Oggi, io giudico "festa di laurea", da un lato, come la chiusura ideale di quella saga del "come eravamo" iniziata con "Jazz Band" (1978), continuata con "Cinema!!!" (e che ha per oggetto la rievocazione degli anni '50); dall'altro, come il film che consacra una "maniera avatiana". Di questi film, "festa di laurea", secondo me, eredita il carattere "televisivo": Vanni-Delle Piane non è altro che lo specchio del pubblico, della sua goffaggine, delle sue paure, delle sue romanticherie di ragazzi... ma poco più. Forse qui prevale la volontà di Avati di non tradire il grosso pubblico pubblico che lo ha seguito numeroso in "jazza band": per questo, sembra fare di tutto per costruire una sorta di "maniera avatiana", di uno stile "minimalista", "provinciale", una cifra che concorre tuttora ad identificarlo e che avvolge l'arte di Avati in una cappa di opacità ed incomprensione critica.

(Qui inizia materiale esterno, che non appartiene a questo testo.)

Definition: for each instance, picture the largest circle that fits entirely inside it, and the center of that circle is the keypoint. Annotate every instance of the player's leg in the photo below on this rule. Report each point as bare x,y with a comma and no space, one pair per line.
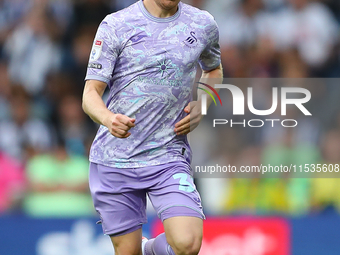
128,244
178,204
184,234
121,206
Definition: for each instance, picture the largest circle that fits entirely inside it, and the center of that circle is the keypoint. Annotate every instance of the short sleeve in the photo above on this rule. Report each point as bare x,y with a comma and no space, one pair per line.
211,56
104,53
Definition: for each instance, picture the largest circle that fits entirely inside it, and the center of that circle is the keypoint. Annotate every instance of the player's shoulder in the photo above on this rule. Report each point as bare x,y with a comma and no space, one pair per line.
121,17
198,15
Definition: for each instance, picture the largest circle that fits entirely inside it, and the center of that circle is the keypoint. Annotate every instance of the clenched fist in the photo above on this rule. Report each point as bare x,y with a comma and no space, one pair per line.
119,125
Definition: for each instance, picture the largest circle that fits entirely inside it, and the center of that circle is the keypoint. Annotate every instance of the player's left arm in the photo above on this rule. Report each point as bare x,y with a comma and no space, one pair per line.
210,62
190,122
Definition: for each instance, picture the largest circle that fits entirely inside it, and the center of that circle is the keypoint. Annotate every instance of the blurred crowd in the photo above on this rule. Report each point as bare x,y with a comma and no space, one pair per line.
45,136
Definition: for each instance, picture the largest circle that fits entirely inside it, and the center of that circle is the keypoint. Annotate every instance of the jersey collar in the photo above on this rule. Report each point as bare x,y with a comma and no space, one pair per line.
160,20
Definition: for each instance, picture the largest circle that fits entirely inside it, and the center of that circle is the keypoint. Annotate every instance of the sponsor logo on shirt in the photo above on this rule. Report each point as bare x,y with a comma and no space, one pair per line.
191,41
137,38
95,66
96,50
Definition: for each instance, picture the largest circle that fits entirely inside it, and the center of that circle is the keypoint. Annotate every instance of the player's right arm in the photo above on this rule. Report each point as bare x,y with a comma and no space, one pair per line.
104,54
94,106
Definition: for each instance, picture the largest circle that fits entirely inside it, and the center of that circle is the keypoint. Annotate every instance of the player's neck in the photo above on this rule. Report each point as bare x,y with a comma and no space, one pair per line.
159,11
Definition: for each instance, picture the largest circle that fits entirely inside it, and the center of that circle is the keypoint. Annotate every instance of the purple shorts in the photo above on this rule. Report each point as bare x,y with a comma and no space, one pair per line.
119,195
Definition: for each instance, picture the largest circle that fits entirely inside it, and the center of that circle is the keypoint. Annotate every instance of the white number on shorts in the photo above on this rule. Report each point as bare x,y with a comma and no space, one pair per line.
184,184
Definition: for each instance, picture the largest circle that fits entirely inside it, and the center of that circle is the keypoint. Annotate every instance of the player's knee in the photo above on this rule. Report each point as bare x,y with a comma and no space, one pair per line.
187,245
126,250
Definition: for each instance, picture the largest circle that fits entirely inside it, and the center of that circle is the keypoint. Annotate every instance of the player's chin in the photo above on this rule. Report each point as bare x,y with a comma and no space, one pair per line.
170,4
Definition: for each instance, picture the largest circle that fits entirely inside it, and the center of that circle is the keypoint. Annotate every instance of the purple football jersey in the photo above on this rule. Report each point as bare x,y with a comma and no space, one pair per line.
150,65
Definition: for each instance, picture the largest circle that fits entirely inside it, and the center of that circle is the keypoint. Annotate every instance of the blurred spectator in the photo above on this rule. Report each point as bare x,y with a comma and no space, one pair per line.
89,13
4,92
11,12
32,50
326,191
73,126
23,130
58,185
12,183
307,26
240,24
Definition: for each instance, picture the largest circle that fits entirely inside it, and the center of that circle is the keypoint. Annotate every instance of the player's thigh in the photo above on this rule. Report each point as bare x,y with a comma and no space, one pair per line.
184,234
128,244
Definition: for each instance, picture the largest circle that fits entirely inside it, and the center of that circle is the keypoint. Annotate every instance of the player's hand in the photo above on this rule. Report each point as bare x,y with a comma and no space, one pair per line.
119,125
190,122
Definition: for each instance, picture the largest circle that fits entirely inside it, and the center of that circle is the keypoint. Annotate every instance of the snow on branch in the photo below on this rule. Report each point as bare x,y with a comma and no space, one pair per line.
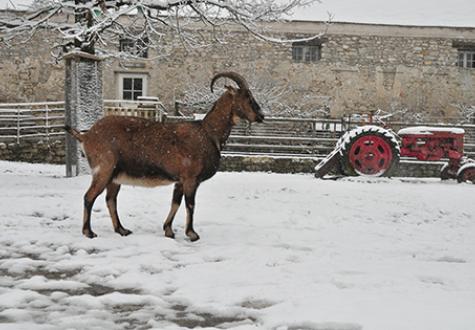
95,26
272,96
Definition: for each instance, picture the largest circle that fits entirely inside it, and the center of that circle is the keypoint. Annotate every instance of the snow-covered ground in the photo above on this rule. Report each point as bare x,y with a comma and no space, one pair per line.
276,252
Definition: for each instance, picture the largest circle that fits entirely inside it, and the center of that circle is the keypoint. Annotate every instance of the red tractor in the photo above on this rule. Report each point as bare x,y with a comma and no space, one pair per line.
375,151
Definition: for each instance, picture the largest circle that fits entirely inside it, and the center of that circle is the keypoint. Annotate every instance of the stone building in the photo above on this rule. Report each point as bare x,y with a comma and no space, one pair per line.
352,68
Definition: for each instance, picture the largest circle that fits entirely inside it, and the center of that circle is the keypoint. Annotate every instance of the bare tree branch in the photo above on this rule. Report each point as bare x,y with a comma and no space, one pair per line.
93,25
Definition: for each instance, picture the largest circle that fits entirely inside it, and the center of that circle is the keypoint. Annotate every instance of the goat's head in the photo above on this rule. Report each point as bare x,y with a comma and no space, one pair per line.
244,104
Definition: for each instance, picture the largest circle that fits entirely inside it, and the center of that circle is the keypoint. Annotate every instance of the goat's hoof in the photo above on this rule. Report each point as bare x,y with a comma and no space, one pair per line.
169,232
193,236
123,232
89,233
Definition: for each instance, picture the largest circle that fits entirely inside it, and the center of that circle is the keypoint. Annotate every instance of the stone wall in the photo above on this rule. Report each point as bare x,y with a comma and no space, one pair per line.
29,73
306,165
363,68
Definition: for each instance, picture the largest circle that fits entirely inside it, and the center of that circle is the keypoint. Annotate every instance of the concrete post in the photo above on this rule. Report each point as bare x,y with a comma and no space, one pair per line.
83,103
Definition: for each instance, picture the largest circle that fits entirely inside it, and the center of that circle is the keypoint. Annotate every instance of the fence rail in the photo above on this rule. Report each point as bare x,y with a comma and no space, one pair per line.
299,137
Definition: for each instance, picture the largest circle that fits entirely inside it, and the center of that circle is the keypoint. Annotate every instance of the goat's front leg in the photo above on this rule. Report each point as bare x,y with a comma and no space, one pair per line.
189,188
111,201
176,201
99,183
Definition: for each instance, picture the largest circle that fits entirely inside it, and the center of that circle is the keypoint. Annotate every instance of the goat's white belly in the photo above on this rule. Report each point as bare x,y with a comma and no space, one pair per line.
143,182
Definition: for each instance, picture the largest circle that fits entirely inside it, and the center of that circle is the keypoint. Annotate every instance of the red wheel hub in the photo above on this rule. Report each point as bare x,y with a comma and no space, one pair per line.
371,155
468,175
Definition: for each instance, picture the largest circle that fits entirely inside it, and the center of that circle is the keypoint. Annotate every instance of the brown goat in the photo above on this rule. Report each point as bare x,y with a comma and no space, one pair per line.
136,151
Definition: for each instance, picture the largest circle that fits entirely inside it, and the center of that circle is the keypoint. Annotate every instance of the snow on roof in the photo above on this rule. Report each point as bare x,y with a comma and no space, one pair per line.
429,130
458,13
403,12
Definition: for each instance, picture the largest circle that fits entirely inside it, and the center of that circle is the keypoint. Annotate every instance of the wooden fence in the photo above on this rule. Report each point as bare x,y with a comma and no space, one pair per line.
291,137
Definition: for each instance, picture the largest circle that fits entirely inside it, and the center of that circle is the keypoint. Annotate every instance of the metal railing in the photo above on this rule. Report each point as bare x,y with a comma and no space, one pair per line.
31,120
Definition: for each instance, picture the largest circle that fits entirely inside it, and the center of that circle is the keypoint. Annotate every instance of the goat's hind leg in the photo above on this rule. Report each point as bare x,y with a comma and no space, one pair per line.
190,188
176,201
99,183
111,201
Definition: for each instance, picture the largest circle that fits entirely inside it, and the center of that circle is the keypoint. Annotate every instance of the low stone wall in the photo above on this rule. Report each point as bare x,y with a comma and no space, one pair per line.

Parlavo di "maniera avatiana"; parlavo di "derivazione televisiva" di questa maniera.
Ebbene, la riprova l'ho avuta, guardando recentemente la miniserie rai "raccontami", che sembra ripristinare proprio un genere del tutto affine al "come eravamo" inaufurato da Avati. Questa miniserie, secondo me, conteneva una vera e propria citazione di Pupi Avati e di "festa di laurea", proprio nella sigla e nella sequenza di chiusura, che incorniciavano un momento di felicità famigliare all'interno di un film Super-8 artigianale. Come non andare alla memoria della sequenza finale del "filmino" sulla festa della (finta) laurea?
Con tutti i limiti stilistici e ... poetici, "festa di laurea" ha forse un merito: quello di confermato la fecondità forse dell'unico soggetto che nella nostra asfittica tv forse non conoscerà usura: il "come eravamo" (vedi "happy days"...).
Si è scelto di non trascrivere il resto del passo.